Further, it's not a matter of "almost," you indeed "can't have legitimate investigation if you don't have one at all."
The farther down you read, the more maddening such Democratic resistance becomes:
President Joe Biden’s order to the intelligence community in May to redouble efforts to study the virus’ origins has given the issue more currency, though China isn’t cooperating and the administration hasn’t said whether it has uncovered new information. Democrats worry that murky conclusions that don’t identify the origin of the virus could play into the Republicans’ hands, while evidence that might disprove the lab leak theory will trigger more accusations of a cover-up.
What goes unmentioned here is that for all the so-called "redoubl[ed] efforts," the Biden administration canceled an investigation from the Trump State Department, as covered by several of us here at Townhall. This was also a point Rep. Elise Stefanik (R-NY) emphasized when answering Townhall's question at a recent press conference. The question asked about confidence in the Biden administration's response on these investigations, especially when they've doubled down on how the WHO is worth trusting.
Here's more honest revelations from Ollstein:
But Democrats are finding it increasingly difficult to avoid the issue. A Thursday House Appropriations markup of a 2022 spending bill turned rancorous when Republicans tried to withhold funding for the World Health Organization until more information is released about its role investigating a possible lab leak. Earlier in the week, top Republicans invoked the cover-up of the Chernobyl nuclear disaster when discussing Covid’s origins and argued for retaliatory measures against China, the WHO and other scientific bodies.
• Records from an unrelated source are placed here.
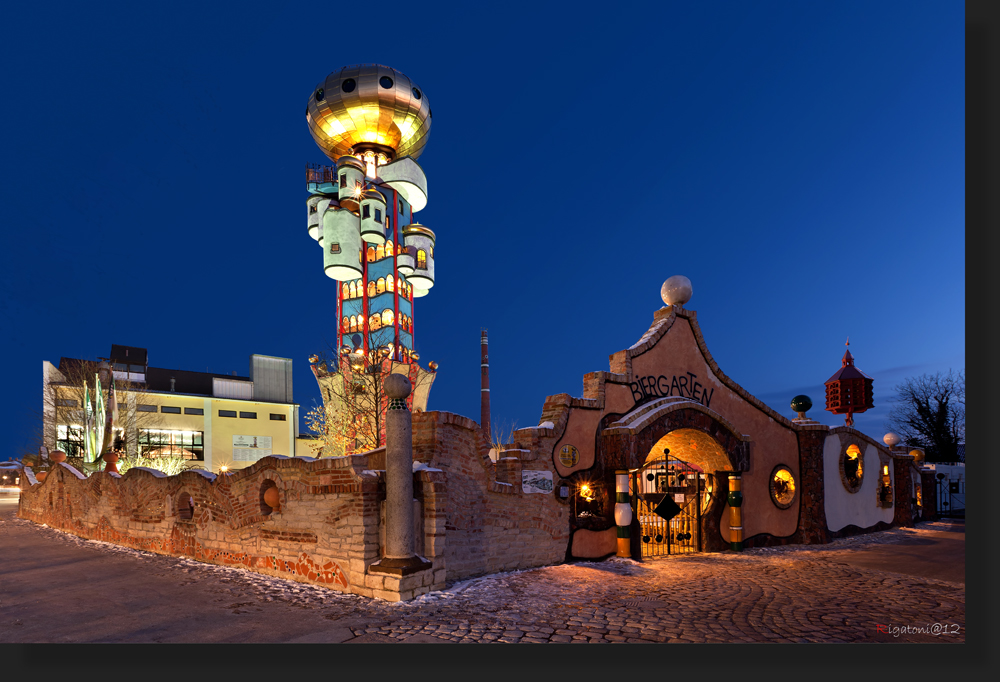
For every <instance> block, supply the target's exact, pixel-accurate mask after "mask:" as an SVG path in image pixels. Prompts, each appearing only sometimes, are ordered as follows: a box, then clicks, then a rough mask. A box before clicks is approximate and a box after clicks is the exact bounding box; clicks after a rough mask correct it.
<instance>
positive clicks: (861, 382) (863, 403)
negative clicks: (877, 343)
mask: <svg viewBox="0 0 1000 682" xmlns="http://www.w3.org/2000/svg"><path fill="white" fill-rule="evenodd" d="M845 345H847V346H850V345H851V340H850V339H848V340H847V343H846V344H845ZM873 381H874V380H873V379H872V378H871V377H870V376H868V375H867V374H865V373H864V372H862V371H861V370H859V369H858V368H857V367H855V366H854V356H853V355H851V351H850V349H848V350H847V352H846V353H844V359H843V360H842V361H841V366H840V371H838V372H837V373H836V374H834V375H833V376H832V377H830V378H829V379H828V380H827V382H826V410H827V412H833V413H834V414H846V415H847V418H846V423H847V425H848V426H853V425H854V415H855V414H856V413H860V412H864V411H865V410H869V409H871V408H873V407H875V399H874V394H873V393H872V382H873Z"/></svg>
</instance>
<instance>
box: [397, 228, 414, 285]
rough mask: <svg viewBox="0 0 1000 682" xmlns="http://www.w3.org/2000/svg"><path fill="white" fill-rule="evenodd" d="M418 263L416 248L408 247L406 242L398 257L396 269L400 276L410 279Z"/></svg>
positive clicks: (402, 248) (403, 244) (398, 255)
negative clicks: (416, 265) (417, 261)
mask: <svg viewBox="0 0 1000 682" xmlns="http://www.w3.org/2000/svg"><path fill="white" fill-rule="evenodd" d="M404 239H405V237H404ZM416 262H417V249H416V247H412V246H406V242H405V241H404V242H403V248H402V250H401V251H400V252H399V254H398V255H397V256H396V269H397V270H398V271H399V274H401V275H403V276H404V277H409V276H410V275H412V274H413V266H414V265H416Z"/></svg>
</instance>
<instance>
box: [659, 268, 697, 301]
mask: <svg viewBox="0 0 1000 682" xmlns="http://www.w3.org/2000/svg"><path fill="white" fill-rule="evenodd" d="M660 298H662V299H663V302H664V303H666V304H667V305H676V306H683V305H684V304H685V303H687V302H688V301H690V300H691V280H689V279H688V278H687V277H685V276H684V275H674V276H673V277H671V278H669V279H668V280H667V281H666V282H664V283H663V286H662V287H660Z"/></svg>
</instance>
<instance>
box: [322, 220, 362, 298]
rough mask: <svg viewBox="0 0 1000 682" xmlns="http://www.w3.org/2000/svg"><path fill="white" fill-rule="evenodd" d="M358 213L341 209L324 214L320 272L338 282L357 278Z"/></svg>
mask: <svg viewBox="0 0 1000 682" xmlns="http://www.w3.org/2000/svg"><path fill="white" fill-rule="evenodd" d="M358 222H359V221H358V216H356V215H355V214H354V213H352V212H351V211H348V210H346V209H343V208H331V209H329V210H327V212H326V213H324V214H323V271H324V272H325V273H326V275H327V277H330V278H331V279H335V280H337V281H339V282H347V281H349V280H352V279H357V278H358V277H360V276H361V274H362V269H361V233H360V232H359V231H358V227H359V225H358Z"/></svg>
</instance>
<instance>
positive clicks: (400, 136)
mask: <svg viewBox="0 0 1000 682" xmlns="http://www.w3.org/2000/svg"><path fill="white" fill-rule="evenodd" d="M306 122H307V123H308V124H309V132H310V133H311V134H312V136H313V139H314V140H315V141H316V144H317V145H319V147H320V149H322V150H323V153H324V154H326V155H327V156H329V157H330V158H331V159H332V160H334V161H336V160H337V159H338V158H340V157H341V156H344V155H346V154H351V153H352V151H351V150H352V148H354V146H355V145H358V144H361V143H367V144H372V145H382V146H385V147H389V148H391V149H393V150H394V151H395V153H396V158H400V157H403V156H412V157H413V158H417V157H419V156H420V153H421V152H422V151H423V150H424V145H425V144H427V137H428V135H429V134H430V131H431V108H430V103H429V102H428V101H427V95H425V94H424V93H423V91H422V90H421V89H420V88H419V87H417V86H416V85H415V84H414V83H413V82H412V81H410V79H409V78H407V77H406V75H405V74H403V73H400V72H399V71H396V70H395V69H392V68H390V67H388V66H382V65H381V64H355V65H353V66H345V67H344V68H342V69H340V70H339V71H334V72H333V73H331V74H330V75H329V76H327V77H326V79H324V80H323V82H322V83H320V84H319V85H318V86H317V87H316V89H315V90H313V92H312V94H310V95H309V103H308V105H307V106H306Z"/></svg>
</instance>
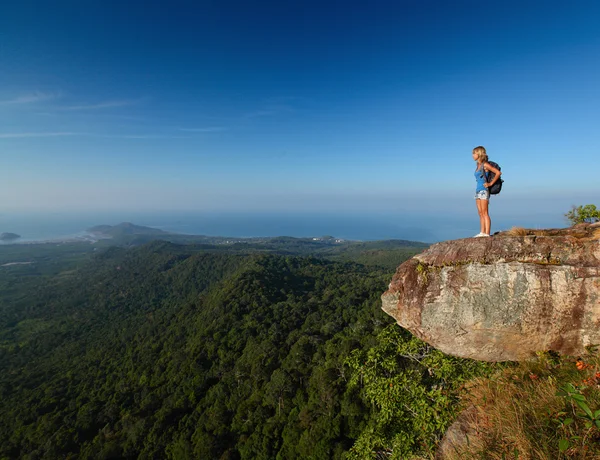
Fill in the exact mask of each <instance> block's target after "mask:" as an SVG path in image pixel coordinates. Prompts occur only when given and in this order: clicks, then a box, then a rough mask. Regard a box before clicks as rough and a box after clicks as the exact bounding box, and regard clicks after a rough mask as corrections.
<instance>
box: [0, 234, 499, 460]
mask: <svg viewBox="0 0 600 460" xmlns="http://www.w3.org/2000/svg"><path fill="white" fill-rule="evenodd" d="M36 246H39V247H36ZM424 246H425V245H419V244H415V245H412V246H411V245H409V244H406V242H404V243H402V244H398V243H393V242H380V243H357V244H353V245H345V246H344V247H341V248H337V249H336V248H332V247H328V248H324V247H319V248H316V249H318V250H313V251H312V254H311V253H310V252H311V251H310V250H309V249H307V245H306V244H304V243H302V242H299V241H296V240H294V239H290V240H285V239H283V240H281V241H273V242H270V243H269V244H266V245H265V244H261V245H255V246H252V245H248V244H245V245H232V246H217V245H208V244H174V243H172V242H168V241H153V242H149V243H145V244H142V245H140V246H133V247H132V246H130V245H121V246H108V245H107V244H106V243H105V242H104V243H103V244H100V245H96V246H94V245H90V244H83V243H82V244H73V245H57V246H56V245H52V247H50V246H48V245H27V246H25V245H12V246H4V247H0V262H2V264H5V263H14V262H15V261H22V260H26V261H29V262H31V263H27V264H19V265H8V266H2V267H0V270H2V271H1V272H0V289H1V290H0V292H1V295H0V398H1V400H2V405H1V406H0V458H1V459H13V458H25V459H56V458H72V459H75V458H78V459H79V458H81V459H84V458H85V459H88V458H89V459H91V458H100V459H109V458H152V459H163V458H169V459H294V458H303V459H304V458H310V459H330V458H334V459H342V458H349V459H363V458H390V457H391V458H410V457H411V456H413V455H421V456H426V457H427V456H431V455H433V453H434V452H435V448H436V445H437V443H438V442H439V440H440V438H441V436H442V434H443V433H444V431H445V429H446V428H447V427H448V425H449V424H450V423H451V421H452V420H453V418H454V417H455V416H456V414H457V412H458V410H459V409H460V407H459V405H458V404H457V394H458V390H459V389H460V387H461V385H462V383H463V382H464V381H466V380H468V379H471V378H473V377H474V376H478V375H486V374H488V373H490V372H491V371H493V370H494V368H495V366H494V365H490V364H483V363H478V362H475V361H470V360H463V359H457V358H453V357H449V356H446V355H443V354H442V353H440V352H438V351H436V350H434V349H432V348H431V347H429V346H428V345H427V344H425V343H423V342H421V341H419V340H417V339H415V338H414V337H412V336H411V335H410V334H409V333H407V332H406V331H404V330H403V329H401V328H400V327H398V326H397V325H396V324H395V323H393V321H392V319H391V318H390V317H388V316H387V315H385V314H384V313H383V312H382V311H381V301H380V296H381V294H382V293H383V292H384V291H385V289H386V287H387V284H388V283H389V282H390V280H391V277H392V274H393V271H394V269H395V267H396V266H397V265H399V264H400V263H401V262H402V261H403V260H405V259H407V258H408V257H411V256H412V255H414V254H415V253H417V252H420V251H421V250H422V249H423V247H424Z"/></svg>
House GOP Whip Steve Scalise (R-La.) has publicly questioned why Speaker Nancy Pelosi “would want to cover up for China” while GOP Conference Chair Elise Stefanik (R-N.Y.) painted Democrats as “Chinese communist sympathizers.”
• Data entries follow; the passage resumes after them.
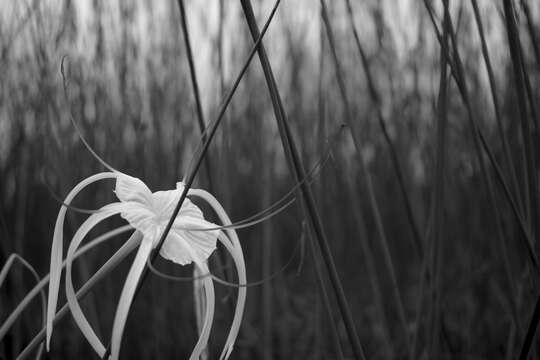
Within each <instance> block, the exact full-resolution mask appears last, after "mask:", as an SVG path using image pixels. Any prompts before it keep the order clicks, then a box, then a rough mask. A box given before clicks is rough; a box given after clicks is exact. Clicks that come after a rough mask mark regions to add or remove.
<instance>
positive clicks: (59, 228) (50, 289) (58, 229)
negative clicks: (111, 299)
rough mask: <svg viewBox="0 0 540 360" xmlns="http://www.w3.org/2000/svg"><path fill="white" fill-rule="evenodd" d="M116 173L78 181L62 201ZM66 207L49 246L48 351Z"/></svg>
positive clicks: (61, 209)
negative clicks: (88, 186) (89, 186)
mask: <svg viewBox="0 0 540 360" xmlns="http://www.w3.org/2000/svg"><path fill="white" fill-rule="evenodd" d="M117 176H118V173H112V172H103V173H99V174H96V175H92V176H90V177H88V178H86V179H84V180H83V181H81V182H80V183H78V184H77V185H76V186H75V187H74V188H73V189H72V190H71V191H70V192H69V194H68V196H67V197H66V199H65V200H64V203H65V204H66V205H69V204H70V203H71V201H72V200H73V198H74V197H75V196H76V195H77V194H78V193H79V192H80V191H81V190H83V189H84V188H85V187H86V186H88V185H90V184H92V183H94V182H96V181H99V180H103V179H110V178H116V177H117ZM66 211H67V207H65V206H62V207H61V208H60V211H59V213H58V217H57V218H56V224H55V226H54V235H53V243H52V247H51V267H50V282H49V296H48V300H47V326H46V334H47V336H46V339H47V340H46V346H47V351H49V347H50V343H51V336H52V330H53V328H52V325H53V319H54V316H55V313H56V306H57V303H58V290H59V288H60V275H61V273H62V248H63V237H64V219H65V216H66Z"/></svg>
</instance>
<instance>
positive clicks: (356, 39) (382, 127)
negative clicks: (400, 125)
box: [345, 0, 424, 257]
mask: <svg viewBox="0 0 540 360" xmlns="http://www.w3.org/2000/svg"><path fill="white" fill-rule="evenodd" d="M345 4H346V5H347V13H348V18H349V23H350V25H351V28H352V31H353V35H354V40H355V44H356V48H357V49H358V53H359V54H360V58H361V60H362V67H363V69H364V74H365V75H366V80H367V85H368V90H369V95H370V97H371V101H372V102H373V104H374V105H375V107H376V111H377V119H378V121H379V126H380V127H381V130H382V133H383V136H384V140H385V141H386V144H387V146H388V151H389V152H390V158H391V160H392V165H393V167H394V171H395V173H396V176H397V179H398V184H399V189H400V191H401V195H402V198H403V202H404V205H405V212H406V214H407V219H408V220H409V224H410V226H411V230H412V233H413V239H414V242H415V246H416V250H417V251H418V254H419V255H420V257H422V256H423V243H424V241H423V240H422V237H421V235H420V230H419V229H418V224H417V222H416V219H415V217H414V214H413V210H412V206H411V201H410V199H409V194H408V193H407V189H406V186H405V180H404V178H403V173H402V171H401V167H400V165H399V160H398V157H397V153H396V149H395V146H394V144H393V142H392V139H390V135H389V134H388V130H387V128H386V121H385V119H384V116H383V114H382V103H381V96H380V95H379V92H378V90H377V88H376V87H375V82H374V81H373V76H372V74H371V69H370V67H369V64H368V60H367V56H366V53H365V51H364V49H363V47H362V44H361V42H360V37H359V36H358V31H357V30H356V25H355V23H354V16H353V12H352V6H351V0H346V1H345Z"/></svg>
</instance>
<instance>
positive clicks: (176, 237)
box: [159, 230, 216, 265]
mask: <svg viewBox="0 0 540 360" xmlns="http://www.w3.org/2000/svg"><path fill="white" fill-rule="evenodd" d="M201 233H202V232H201ZM202 234H203V235H205V234H204V233H202ZM215 248H216V239H215V238H213V239H212V238H211V237H205V236H200V234H195V233H191V232H189V231H182V232H176V231H173V230H171V231H170V232H169V234H168V235H167V239H165V242H164V243H163V246H162V247H161V249H160V251H159V254H160V255H161V256H162V257H163V258H165V259H167V260H170V261H172V262H175V263H177V264H180V265H187V264H191V263H192V262H194V263H196V264H202V263H204V262H205V260H206V259H208V257H209V256H210V254H212V252H213V251H214V249H215Z"/></svg>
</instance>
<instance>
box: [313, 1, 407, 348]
mask: <svg viewBox="0 0 540 360" xmlns="http://www.w3.org/2000/svg"><path fill="white" fill-rule="evenodd" d="M320 3H321V16H322V17H323V20H324V24H325V28H326V34H327V37H328V40H329V44H330V50H331V53H332V59H333V61H334V67H335V73H336V78H337V81H338V87H339V91H340V94H341V99H342V101H343V107H344V110H345V121H346V123H347V125H348V126H349V130H350V133H351V136H352V139H353V143H354V146H355V150H356V154H357V157H358V158H359V162H360V168H361V171H362V175H363V176H364V181H365V184H366V188H367V193H368V199H369V205H370V207H371V211H372V215H373V217H374V218H375V224H376V227H377V232H378V235H379V239H380V244H381V247H382V250H383V259H384V265H385V267H386V270H387V272H388V275H389V277H390V283H391V290H392V296H393V300H394V301H395V303H396V309H397V312H398V319H399V325H400V327H401V329H402V331H403V339H405V341H404V342H405V344H407V351H408V356H409V357H411V356H412V351H411V347H410V339H409V333H408V326H407V319H406V315H405V310H404V307H403V301H402V299H401V294H400V291H399V287H398V283H397V278H396V275H395V267H394V263H393V261H392V257H391V254H390V248H389V246H388V241H387V238H386V232H385V230H384V225H383V222H382V217H381V214H380V209H379V204H378V202H377V200H376V197H375V190H374V188H373V181H372V176H371V172H370V170H369V168H368V166H367V164H366V163H365V159H364V157H363V156H362V145H361V144H360V140H359V138H358V135H357V134H356V131H355V129H356V126H355V122H354V121H353V115H352V111H351V107H350V104H349V100H348V97H347V91H346V88H345V82H344V80H343V72H342V68H341V64H340V62H339V57H338V55H337V51H336V47H335V40H334V34H333V30H332V26H331V23H330V18H329V16H328V10H327V8H326V3H325V1H324V0H321V1H320ZM382 126H383V127H384V123H383V124H382ZM383 132H384V131H383Z"/></svg>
The message is resonating with the GOP’s base: A recent Morning Consult poll found that 70 percent of self-identified Republicans believe Covid originated in a lab, compared to just 32 percent of Democrats. Republicans also were twice as likely as Democrats to have heard about the “lab leak” theory.
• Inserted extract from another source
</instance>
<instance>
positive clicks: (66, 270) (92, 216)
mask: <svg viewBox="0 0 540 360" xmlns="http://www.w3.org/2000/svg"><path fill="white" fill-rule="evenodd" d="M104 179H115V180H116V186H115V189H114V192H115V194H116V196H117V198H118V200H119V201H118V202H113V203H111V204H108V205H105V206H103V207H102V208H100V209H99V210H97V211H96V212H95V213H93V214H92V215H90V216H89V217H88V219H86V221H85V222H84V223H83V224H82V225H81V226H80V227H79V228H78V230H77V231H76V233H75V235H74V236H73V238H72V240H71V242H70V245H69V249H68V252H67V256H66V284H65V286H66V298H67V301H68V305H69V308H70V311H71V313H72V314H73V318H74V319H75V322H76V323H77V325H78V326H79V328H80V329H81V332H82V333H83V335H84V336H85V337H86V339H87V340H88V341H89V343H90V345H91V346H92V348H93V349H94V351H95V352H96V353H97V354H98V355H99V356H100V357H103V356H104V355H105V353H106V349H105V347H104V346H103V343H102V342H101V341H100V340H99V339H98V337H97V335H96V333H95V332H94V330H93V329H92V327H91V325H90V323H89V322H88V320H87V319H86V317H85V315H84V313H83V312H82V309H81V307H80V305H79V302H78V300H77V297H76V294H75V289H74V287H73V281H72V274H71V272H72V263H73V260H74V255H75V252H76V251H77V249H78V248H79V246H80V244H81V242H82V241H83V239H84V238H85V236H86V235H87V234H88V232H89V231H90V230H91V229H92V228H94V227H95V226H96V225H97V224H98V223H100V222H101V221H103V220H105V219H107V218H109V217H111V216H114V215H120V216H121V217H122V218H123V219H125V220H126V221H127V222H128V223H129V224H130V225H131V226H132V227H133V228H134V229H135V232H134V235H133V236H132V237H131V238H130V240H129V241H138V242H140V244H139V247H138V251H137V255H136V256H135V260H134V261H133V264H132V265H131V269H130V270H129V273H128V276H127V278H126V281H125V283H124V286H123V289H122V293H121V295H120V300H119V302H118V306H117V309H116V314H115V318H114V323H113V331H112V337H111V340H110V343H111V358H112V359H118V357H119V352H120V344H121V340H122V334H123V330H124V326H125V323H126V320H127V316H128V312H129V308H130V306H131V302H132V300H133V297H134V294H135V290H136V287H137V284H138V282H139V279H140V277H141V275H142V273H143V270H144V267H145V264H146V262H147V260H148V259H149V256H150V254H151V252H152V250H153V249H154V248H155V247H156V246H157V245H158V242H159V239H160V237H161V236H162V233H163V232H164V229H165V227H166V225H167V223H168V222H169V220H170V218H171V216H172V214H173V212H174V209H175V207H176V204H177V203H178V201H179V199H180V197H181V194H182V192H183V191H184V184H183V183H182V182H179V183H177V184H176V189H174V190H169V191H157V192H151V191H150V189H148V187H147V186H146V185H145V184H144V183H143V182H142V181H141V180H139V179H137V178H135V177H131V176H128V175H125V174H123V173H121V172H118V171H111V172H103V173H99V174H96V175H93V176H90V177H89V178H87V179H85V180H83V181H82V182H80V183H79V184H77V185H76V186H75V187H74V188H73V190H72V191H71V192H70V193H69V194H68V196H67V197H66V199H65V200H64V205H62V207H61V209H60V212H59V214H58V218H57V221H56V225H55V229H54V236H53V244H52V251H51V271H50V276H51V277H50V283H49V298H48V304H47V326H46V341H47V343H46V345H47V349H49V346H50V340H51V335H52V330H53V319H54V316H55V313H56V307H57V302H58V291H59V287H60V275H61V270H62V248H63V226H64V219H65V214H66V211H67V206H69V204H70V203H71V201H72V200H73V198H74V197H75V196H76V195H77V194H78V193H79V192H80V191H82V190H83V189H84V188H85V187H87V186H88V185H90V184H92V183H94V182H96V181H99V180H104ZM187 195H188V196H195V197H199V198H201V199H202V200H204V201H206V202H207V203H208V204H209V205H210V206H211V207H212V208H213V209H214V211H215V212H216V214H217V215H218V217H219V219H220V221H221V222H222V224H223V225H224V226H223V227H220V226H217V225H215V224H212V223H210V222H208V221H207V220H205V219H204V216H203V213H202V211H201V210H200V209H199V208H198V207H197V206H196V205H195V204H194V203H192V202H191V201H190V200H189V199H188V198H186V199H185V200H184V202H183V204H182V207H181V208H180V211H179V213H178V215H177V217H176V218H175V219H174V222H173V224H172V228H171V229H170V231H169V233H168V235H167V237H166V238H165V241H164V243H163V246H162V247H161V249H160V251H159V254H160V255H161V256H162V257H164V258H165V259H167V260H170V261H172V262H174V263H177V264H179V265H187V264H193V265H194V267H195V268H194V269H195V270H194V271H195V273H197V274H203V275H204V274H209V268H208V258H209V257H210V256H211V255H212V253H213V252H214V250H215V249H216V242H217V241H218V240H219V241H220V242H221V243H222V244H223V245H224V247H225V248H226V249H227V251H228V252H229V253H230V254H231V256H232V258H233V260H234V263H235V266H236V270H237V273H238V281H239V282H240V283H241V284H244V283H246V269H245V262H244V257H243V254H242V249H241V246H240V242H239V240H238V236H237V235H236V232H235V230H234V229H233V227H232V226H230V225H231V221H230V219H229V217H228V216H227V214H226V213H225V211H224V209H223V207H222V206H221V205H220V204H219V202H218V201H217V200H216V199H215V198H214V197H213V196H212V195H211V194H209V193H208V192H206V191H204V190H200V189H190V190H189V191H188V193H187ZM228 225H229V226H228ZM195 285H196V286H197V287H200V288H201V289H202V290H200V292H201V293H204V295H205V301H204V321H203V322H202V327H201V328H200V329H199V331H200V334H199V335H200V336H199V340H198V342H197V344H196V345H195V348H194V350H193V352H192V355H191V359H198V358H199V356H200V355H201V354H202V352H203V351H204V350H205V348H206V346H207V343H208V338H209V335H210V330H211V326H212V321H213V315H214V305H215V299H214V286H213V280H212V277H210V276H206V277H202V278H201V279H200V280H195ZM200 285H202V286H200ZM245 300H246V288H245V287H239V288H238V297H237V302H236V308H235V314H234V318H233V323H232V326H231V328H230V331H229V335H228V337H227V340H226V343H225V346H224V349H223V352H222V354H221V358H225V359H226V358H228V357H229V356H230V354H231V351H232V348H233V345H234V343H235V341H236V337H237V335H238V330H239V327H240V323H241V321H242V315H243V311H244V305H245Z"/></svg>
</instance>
That’s forcing Democratic lawmakers to engage on the issue, even if it threatens to step on their efforts to keep the spotlight on the Trump administration's response to the virus.
That Morning Consult poll, conducted June 4-7, with 2,200 U.S. adults, showed a plurality, at 46 percent, believed the lab-leak theory, while 26 percent believed it "moved naturally from animals to humans." A whooping 28 percent fall into the "Don't Know/No Opinion" category.
Then there's the Fox News poll from June 19-22 with 1,001 registered voters. Sixty percent of voters believe it was "created in China lab and leaked," while 31 percent say it "evolved from nature in China." As the poll's write-up notes, "That majority is largely comprised of 79 percent of Republicans and 58 percent of independents who blame a lab leak. Forty-one percent of Democrats agree, while 46 percent believe the virus evolved from nature."
The piece closes with another gem from Raskin:
Yet many Democratic lawmakers told POLITICO they remain ambivalent about the need to investigate Covid's source, fearing it will detract from their efforts to focus on the Trump administration's chaotic response. They're also concerned the focus will fuel conspiracy theories and anti-Asian rhetoric that have already proliferated around the possibility of a lab leak.
"I’ve been calling for us to look into this for months," Raskin said. "But it’s obviously far less important than getting shots into arms and getting people tested and getting the truth out about the virus."
Does this man listen to himself? "[G]etting the truth out about the virus" is exactly what an investigation that the Republicans are calling for would do.